THE top civil servant in the Department of Finance yesterday admitted it would be "very hard work" for Ireland to repay its debts even without the eurozone crisis.
But department secretary general Kevin Cardiff insisted the country's borrowings were "sustainable".
Mr Cardiff was speaking as he faced down searing criticism from the Public Accounts Committee about his department's role in Ireland's boom to bust implosion.
In a grilling lasting more than four hours, deputies also quizzed Mr Cardiff about his department's response to inaccurate bonus information supplied by Bank of Ireland and the measures taken to limit future bank bonuses. Ireland's debt levels dominated much of the exchange, but Mr Cardiff repeatedly stressed he could not second-guess the outcome of high-level talks going on in Brussels around a new rescue fund for European countries.

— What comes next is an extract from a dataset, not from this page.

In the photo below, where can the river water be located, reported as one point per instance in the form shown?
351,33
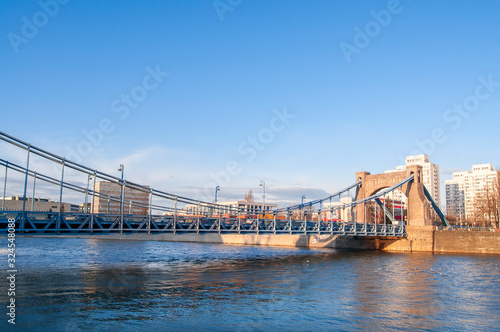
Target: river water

When asked about the sustainability of Ireland's debt as things stood, the senior civil servant admitted "dealing with the scale of debt in our own economy would be very hard work" even without the eurozone crisis.
He shot down repeated suggestions that Ireland would ultimately have to default on some of that debt.

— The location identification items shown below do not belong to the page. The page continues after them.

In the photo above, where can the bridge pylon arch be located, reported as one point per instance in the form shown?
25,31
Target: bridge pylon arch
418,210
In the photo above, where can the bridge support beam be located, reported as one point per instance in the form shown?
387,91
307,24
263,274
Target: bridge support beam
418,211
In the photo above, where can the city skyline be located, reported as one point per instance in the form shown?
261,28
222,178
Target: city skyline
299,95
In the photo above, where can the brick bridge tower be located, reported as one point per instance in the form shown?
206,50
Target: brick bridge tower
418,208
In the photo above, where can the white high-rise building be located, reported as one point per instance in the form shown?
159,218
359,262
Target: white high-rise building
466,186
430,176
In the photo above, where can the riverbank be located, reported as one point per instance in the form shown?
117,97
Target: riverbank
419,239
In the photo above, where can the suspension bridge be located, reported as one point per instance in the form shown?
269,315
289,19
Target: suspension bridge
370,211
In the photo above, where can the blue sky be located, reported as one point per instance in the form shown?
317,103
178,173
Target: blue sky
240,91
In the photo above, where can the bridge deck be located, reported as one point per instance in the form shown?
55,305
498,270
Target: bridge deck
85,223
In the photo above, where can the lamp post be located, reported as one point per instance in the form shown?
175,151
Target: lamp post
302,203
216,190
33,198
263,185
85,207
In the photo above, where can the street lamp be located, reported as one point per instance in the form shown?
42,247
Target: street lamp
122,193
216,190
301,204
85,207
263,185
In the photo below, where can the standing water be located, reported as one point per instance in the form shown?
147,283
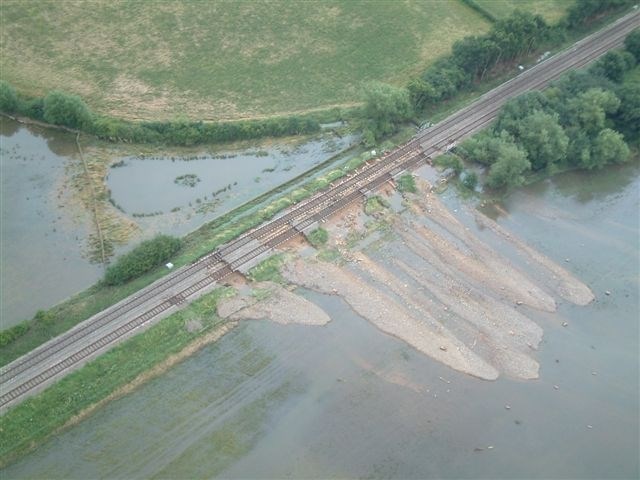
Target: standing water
43,230
42,239
345,400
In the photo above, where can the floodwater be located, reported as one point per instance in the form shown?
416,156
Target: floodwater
41,239
43,231
175,195
345,400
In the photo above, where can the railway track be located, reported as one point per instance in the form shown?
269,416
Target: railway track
37,368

"The economy is in a rocky place, but it looks like our debt is sustainable," Mr Cardiff insisted.
"We have to also convince the markets that there is a will to sustain it."
The new European rescue package will include lower interest rates for Ireland and may help us to buy back some of our own government bonds at a discount.
Mr Cardiff also strongly defended the Department of Finance's performance in the boom-to-bust cycle, saying its predictions were in line with other experts. He said it was not the department's job to "undermine" the role of elected ministers.
On the Bank of Ireland debacle, Mr Cardiff said he had made his feelings known about being "misled" by the bank.
He added the department was in the process of compiling standardised information about bonuses across all bailed-out banks.